06.02.2012, 16:40 Uhr
Europa zittert weiter unter der sibirischen Kälte, die vor allem in den osteuropäischen Ländern viele Todesopfer fordert. Insgesamt starben rund 300 Menschen in der Kälte. In der Ukraine sind am Wochenende erneut mindestens 30 Menschen erfroren. Aber auch im Süden Europas ist es ungewöhnlich kalt. Schneefall in Italien führte zu einem tödlichen Unglück. In Deutschland gab es bislang neun Kältetote.
Die Zahl der Toten stieg dramatisch an, besonders in der Ukraine und in Polen, den beiden am stärksten betroffenen Ländern. Die ukrainischen Behörden verzeichneten seit dem 27. Januar 135 Tote. Darunter waren mehr als 30 Menschen, die bei sich zuhause erfroren. Etwa 2000 Menschen wurden wegen Erfrierungen im Krankenhaus behandelt. Landesweit wurden 3170 Rettungsposten eingerichtet, wo Bedürftige sich aufwärmen und etwas Warmes essen können. Die Temperaturen, die tagsüber bei minus 21 Grad und nachts bei minus 30 Grad lagen, stiegen in Kiew am Samstagmorgen auf zehn Grad unter Null. Ab Mitte der Woche rechnet der staatliche Wetterdienst wieder mit Werten zwischen 28 und 32 Grad unter Null.
Am Elbstrand der Hansestadt türmen sich mittlerweile Berge aus Eis und Schnee. zum Video
In Polen erhöhte sich die Zahl der Toten auf 62. Bei den Opfern handelt es sich überwiegend um Obdachlose, die häufig alkoholisiert waren. Die Obdachlosenheime beschlossen deswegen, ausnahmsweise auch Betrunkene aufzunehmen. Ein Feuerwehrsprecher erklärte, weitere 15 Menschen seien bei Bränden ums Leben gekommen, die durch Heizgeräte verursacht worden seien.
In der bosnischen Hauptstadt Sarajevo wurde eine Schneehöhe von einem Meter gemessen, auf den umliegenden Bergen waren es zwei Meter.
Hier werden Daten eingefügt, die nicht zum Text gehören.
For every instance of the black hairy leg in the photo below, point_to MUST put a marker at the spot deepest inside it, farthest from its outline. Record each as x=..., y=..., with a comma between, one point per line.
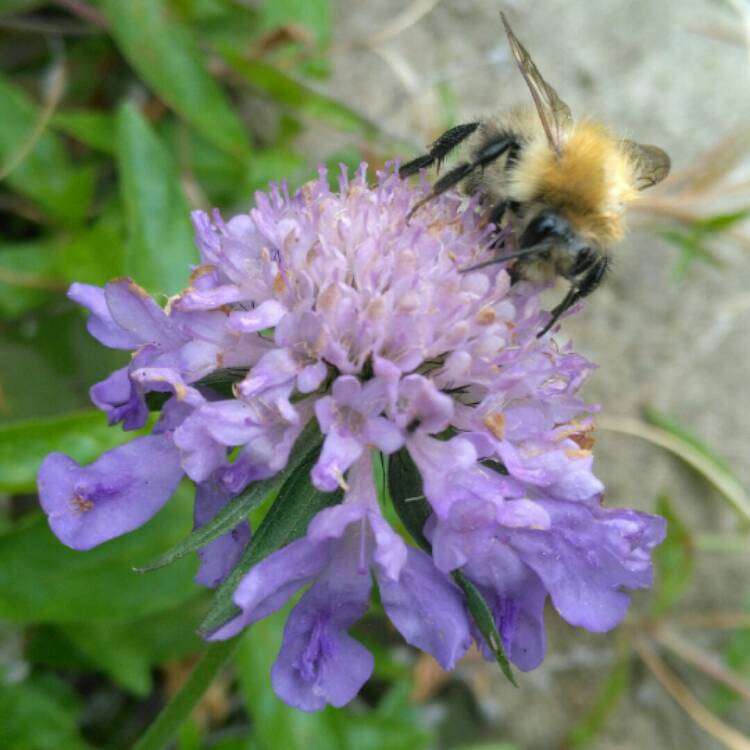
x=591, y=275
x=482, y=157
x=439, y=149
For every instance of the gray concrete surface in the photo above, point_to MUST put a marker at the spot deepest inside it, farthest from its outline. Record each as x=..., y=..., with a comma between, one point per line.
x=651, y=69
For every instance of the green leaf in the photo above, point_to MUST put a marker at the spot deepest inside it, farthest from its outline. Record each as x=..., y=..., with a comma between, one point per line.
x=23, y=445
x=238, y=509
x=484, y=620
x=128, y=652
x=296, y=505
x=299, y=97
x=588, y=728
x=27, y=276
x=80, y=257
x=45, y=174
x=161, y=246
x=41, y=580
x=94, y=129
x=674, y=559
x=33, y=718
x=405, y=488
x=165, y=55
x=313, y=14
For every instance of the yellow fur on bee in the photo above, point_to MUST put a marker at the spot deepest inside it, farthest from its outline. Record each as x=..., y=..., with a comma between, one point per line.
x=590, y=182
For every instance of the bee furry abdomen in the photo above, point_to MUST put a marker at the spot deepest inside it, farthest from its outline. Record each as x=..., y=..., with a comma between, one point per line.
x=563, y=186
x=590, y=183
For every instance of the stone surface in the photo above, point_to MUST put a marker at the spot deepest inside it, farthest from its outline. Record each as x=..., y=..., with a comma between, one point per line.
x=651, y=70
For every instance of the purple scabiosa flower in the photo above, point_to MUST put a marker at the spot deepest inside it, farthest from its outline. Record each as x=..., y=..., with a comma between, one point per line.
x=324, y=329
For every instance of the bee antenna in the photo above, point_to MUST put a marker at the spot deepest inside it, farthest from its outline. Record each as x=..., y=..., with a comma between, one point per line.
x=539, y=248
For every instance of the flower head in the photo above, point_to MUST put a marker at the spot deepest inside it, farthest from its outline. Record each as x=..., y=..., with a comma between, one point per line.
x=333, y=307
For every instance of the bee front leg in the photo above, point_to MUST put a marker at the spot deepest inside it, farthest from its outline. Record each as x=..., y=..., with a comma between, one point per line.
x=439, y=149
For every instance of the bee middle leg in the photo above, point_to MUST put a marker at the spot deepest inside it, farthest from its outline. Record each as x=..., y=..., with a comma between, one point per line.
x=591, y=274
x=484, y=156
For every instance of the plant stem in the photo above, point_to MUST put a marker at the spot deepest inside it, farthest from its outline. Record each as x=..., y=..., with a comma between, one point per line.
x=176, y=712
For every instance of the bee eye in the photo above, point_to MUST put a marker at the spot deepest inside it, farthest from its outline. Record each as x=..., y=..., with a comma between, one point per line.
x=544, y=226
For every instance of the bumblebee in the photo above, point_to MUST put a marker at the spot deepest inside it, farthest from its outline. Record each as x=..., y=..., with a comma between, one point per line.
x=561, y=185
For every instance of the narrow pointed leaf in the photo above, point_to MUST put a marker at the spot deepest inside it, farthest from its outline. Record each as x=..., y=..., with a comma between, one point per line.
x=296, y=505
x=161, y=244
x=484, y=620
x=405, y=487
x=241, y=506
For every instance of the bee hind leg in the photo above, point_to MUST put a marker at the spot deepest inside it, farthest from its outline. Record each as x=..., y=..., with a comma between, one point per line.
x=439, y=149
x=591, y=278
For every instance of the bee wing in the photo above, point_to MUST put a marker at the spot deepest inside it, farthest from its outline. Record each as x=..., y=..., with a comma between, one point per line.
x=554, y=113
x=651, y=163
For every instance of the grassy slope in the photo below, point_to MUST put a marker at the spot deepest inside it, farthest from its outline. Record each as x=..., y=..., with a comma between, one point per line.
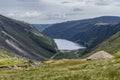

In Sarajevo stellten die öffentlichen Verkehrsmittel ihren Betrieb ein. Nur die Hauptstraße und einige Straßen im Zentrum waren passierbar. Der kroatische Präsident Ivo Josipovic und sein serbischer Kollege Boris Tadic, die an einer Konferenz in einem Hotel im bosnischen Jahorina teilgenommen hatten, saßen dort vorübergehend fest.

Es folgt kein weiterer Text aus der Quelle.